When it comes to The Oxford Income Letter’s Compound Income Portfolio, one of my favorite Sesame Street songs comes to mind: “One of these things is not like the others…”
That’s because the Compound Income Portfolio is the only Oxford Income Letter portfolio that does not always abide by The Oxford Club’s trailing stop policy. It’s not like the others.
The portfolio is designed to take advantage of the power of compounding through dividend reinvestment plans (DRIPs). When DRIPs are used, trailing stops are ignored. When the stocks trade lower, investors are buying more shares, lowering their cost basis and bumping up their dividend yields. Investors are advised to sell only when Marc discovers a fundamental change in the company. When that’s the case, he’ll let subscribers know.
But if the dividends are not being reinvested, the trailing stop principle should still be applied. Just like in The Oxford Income Letter’s other two portfolios – the Instant Income Portfolio and the High Yield Portfolio.
The Oxford Club’s trailing stop guideline is pretty simple. If a stock falls a preset percentage (typically 25%) below the highest price reached since the position was entered or the price at which it was purchased – sell it. As the share price appreciates, the stop is moved up to protect profits.
If the position goes the wrong way, the trailing stop limits losses so investors can move on to the next opportunity.
In the spirit of Sesame Street, as well as for the sake of simplicity, let’s take a look at how Big Bird would apply a 25% trailing stop to his investment.
Big Bird buys stock ABC for $10. He sets his trailing stop at $7.50. That’s 25% below Big Bird’s purchase price ($2.50 = 25% of $10).
All goes well and the stock trades up to $15. The stock has hit a new high, so Big Bird raises his stop to $11.25 ($3.75 = 25% of $15). Big Bird just locked in a 12.5% gain.
Things continue to go Big Bird’s way and the stock trades even higher. Big Bird’s trailing stop follows.
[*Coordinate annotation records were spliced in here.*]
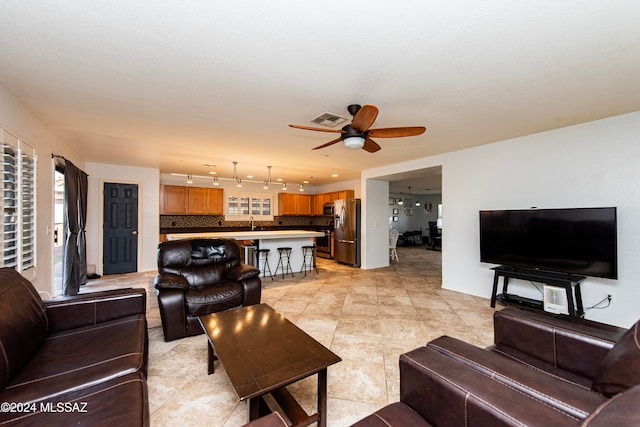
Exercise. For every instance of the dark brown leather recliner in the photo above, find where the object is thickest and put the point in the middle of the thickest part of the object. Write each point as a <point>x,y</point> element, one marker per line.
<point>201,276</point>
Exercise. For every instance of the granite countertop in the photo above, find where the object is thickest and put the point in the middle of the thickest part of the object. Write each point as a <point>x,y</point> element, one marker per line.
<point>248,234</point>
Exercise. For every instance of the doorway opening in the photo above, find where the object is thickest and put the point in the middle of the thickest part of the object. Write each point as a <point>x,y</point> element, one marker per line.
<point>120,228</point>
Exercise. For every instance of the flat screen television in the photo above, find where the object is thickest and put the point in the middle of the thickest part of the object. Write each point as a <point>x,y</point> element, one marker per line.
<point>577,241</point>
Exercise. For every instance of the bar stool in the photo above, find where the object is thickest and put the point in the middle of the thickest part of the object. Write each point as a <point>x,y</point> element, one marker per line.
<point>284,262</point>
<point>309,252</point>
<point>263,255</point>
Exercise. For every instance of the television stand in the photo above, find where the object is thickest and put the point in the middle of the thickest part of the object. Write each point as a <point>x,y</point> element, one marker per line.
<point>570,283</point>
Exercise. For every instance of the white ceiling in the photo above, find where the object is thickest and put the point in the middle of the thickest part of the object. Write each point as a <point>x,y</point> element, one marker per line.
<point>176,85</point>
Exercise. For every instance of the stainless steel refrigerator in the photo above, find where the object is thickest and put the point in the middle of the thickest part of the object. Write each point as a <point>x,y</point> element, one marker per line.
<point>347,231</point>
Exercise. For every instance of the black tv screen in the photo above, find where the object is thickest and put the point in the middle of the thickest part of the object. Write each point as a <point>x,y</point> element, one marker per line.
<point>578,241</point>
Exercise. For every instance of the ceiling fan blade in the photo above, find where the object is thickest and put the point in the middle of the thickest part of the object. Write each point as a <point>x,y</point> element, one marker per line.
<point>370,145</point>
<point>397,132</point>
<point>328,143</point>
<point>318,129</point>
<point>365,117</point>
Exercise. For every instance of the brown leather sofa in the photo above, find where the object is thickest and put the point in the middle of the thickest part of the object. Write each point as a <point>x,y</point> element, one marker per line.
<point>79,360</point>
<point>541,371</point>
<point>201,276</point>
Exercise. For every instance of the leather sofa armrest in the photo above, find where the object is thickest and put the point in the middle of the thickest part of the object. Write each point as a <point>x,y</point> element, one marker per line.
<point>242,272</point>
<point>170,281</point>
<point>447,393</point>
<point>93,308</point>
<point>576,347</point>
<point>620,410</point>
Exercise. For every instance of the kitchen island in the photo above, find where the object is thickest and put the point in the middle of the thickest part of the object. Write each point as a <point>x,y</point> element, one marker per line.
<point>264,239</point>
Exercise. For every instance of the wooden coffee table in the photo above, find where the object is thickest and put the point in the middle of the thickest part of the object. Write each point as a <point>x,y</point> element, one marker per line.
<point>262,352</point>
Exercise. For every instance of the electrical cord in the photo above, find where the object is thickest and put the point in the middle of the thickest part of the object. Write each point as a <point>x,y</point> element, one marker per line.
<point>536,286</point>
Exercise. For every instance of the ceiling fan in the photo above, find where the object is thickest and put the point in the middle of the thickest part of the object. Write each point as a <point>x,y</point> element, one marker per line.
<point>358,135</point>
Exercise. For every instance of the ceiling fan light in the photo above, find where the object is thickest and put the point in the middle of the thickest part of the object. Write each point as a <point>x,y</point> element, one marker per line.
<point>354,142</point>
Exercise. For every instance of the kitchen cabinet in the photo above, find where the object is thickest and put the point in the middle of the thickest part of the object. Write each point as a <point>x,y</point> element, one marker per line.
<point>304,204</point>
<point>173,200</point>
<point>307,204</point>
<point>181,200</point>
<point>317,204</point>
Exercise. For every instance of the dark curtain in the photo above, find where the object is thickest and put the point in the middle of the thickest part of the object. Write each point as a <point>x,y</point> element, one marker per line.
<point>74,273</point>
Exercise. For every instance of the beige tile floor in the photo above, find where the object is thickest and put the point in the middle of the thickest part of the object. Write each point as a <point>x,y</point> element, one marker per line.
<point>367,317</point>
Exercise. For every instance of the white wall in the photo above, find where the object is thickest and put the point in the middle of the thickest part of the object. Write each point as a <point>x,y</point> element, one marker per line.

When it reaches yet another high, this time at $20, Big Bird raises his stop to $15 ($5 = 25% of $20). Selling ABC at $15 would result in a gain of $5, or 50%, less fees. Not too shabby. Way to protect your profits, Big Bird. And build your nest egg!
When it comes to collecting cash dividends, nothing changes. Big Bird’s trailing stop is still the same: 25%. However, once the dividend is paid, the stock will adjust down and so will your stop. If the stock in the example above pays $1 in annual dividends, Big Bird’s trailing stop is now $14. Let’s say, a year later, ABC trades down to $4. Big Bird sells it, banking a $5 gain on the sale of the stock.
But wait… there’s more.
Don’t forget about that juicy dividend income Big Bird has been pocketing. Adding that into the share price appreciation, Big Bird bagged a 50% return on his seed money ($1 + $4 = $5, or 50% of $10). A 50% gain is nothing to squawk at.
As you can see, setting trailing stops on your own requires a little elementary school math. It’s not difficult… and it goes a long way toward protecting your profits.